We do see the operational basics: your account email and plan, how much you store, when files change, and which storage backend you connect. If you lose both your passphrase and your recovery key in Your devices only mode, no one can restore your data, including us.

Vault: Managed by Privatt mode

This mode is a deliberate trade-off you choose knowingly: Privatt holds the key so you can sign in anywhere with nothing extra to remember, and so we can scan files for malware.
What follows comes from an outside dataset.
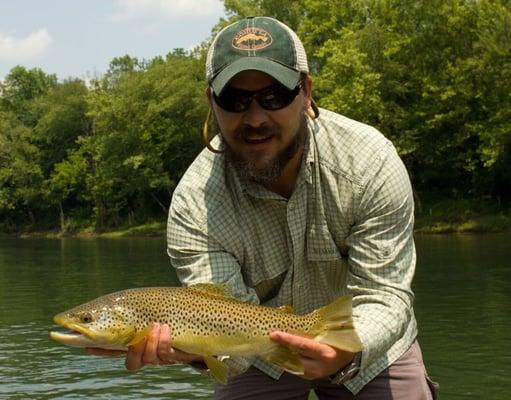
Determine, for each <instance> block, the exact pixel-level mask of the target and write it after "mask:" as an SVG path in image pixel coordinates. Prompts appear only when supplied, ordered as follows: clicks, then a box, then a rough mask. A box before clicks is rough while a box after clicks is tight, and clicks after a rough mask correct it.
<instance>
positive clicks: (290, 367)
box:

Because we hold the key, files in this mode are briefly handled as readable data on our servers. It is not zero-knowledge, and the product says so before you turn it on. In exchange, losing your password does not mean losing your files.

Secure Send

Messages are encrypted in your browser and decrypted only in the recipient's browser, in every account mode. The passphrase never reaches Privatt, so we cannot read a message or recover one for you.
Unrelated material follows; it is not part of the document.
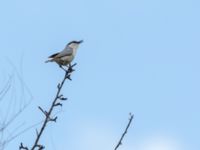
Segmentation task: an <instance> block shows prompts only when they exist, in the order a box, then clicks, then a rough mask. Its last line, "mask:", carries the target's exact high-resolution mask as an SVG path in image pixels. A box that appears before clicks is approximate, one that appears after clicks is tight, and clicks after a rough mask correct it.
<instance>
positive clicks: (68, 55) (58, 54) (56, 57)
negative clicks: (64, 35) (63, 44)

We see that a message exists, when it was created and when it expires, how many times it has been successfully unlocked (attempts with a wrong or missing passphrase are not counted as views), and, if you ask us to email the link for you, the recipient's address while the message is live.

The full architecture, algorithms, and mode-by-mode breakdown live on the security page

Jurisdiction and Law 25

Privatt Inc. is based in Quebec, Canada, and operates under the laws of Quebec and Canada, including Quebec's private-sector privacy law as amended by Law 25 and, where it applies, PIPEDA.

We treat Law 25 as an operating commitment: we have designated a person in charge of the protection of personal information, we minimize what we collect, and we document how personal information is handled. That is how we run the company; it is not a certification, a legal opinion, or an endorsement by any regulator.

You can reach the person in charge of the protection of personal information at privacy@privatt.com. The canonical description of our data handling is the privacy policy.

Where your data lives

The services involved in running Privatt, and what each one handles.

Privatt-hosted application and storage
The application, its database, and files stored on Privatt-hosted storage run on OVHcloud infrastructure in the BHS (Beauharnois) data center located in Quebec, Canada.
Stripe (payments)
Subscription payments are processed by Stripe, Inc. in the United States. Your card number goes directly to Stripe; Privatt does not collect or store it. We keep only limited billing records, such as invoice history and a Stripe customer reference.
SendGrid / Twilio (transactional email)
Account and security notifications are delivered through SendGrid (Twilio Inc.) in the United States. The data involved is limited to what the email itself needs, such as your address and the notification content.
Your own Google Drive or OneDrive (optional)
If you connect them, your encrypted vault files are stored in your own account with those providers, wherever they keep it: residency follows your provider and your account. Privatt's access is limited to the folders our app is permitted to use.

This is a summary. The complete description of processing purposes, transfers, and retention is in the privacy policy.

How we check our own work

Privatt's application code goes through recurring internal engineering security reviews. The most recent full review (July 2026) combined automated scanning (static analysis and dependency audits) with a manual, OWASP-aligned review of the security-sensitive paths: authentication, authorization, payments and webhooks, file handling, and encryption boundaries.

At the reviewed revision, automated scans were clean and the manual review found no critical or high-severity issues. Findings from these reviews are tracked and fixed as part of normal engineering work.

To be clear about what this is and is not: these are internal engineering reviews of our own code. They are not a penetration test, not a certification, and not a third-party audit, and they describe the revision reviewed, not every future change.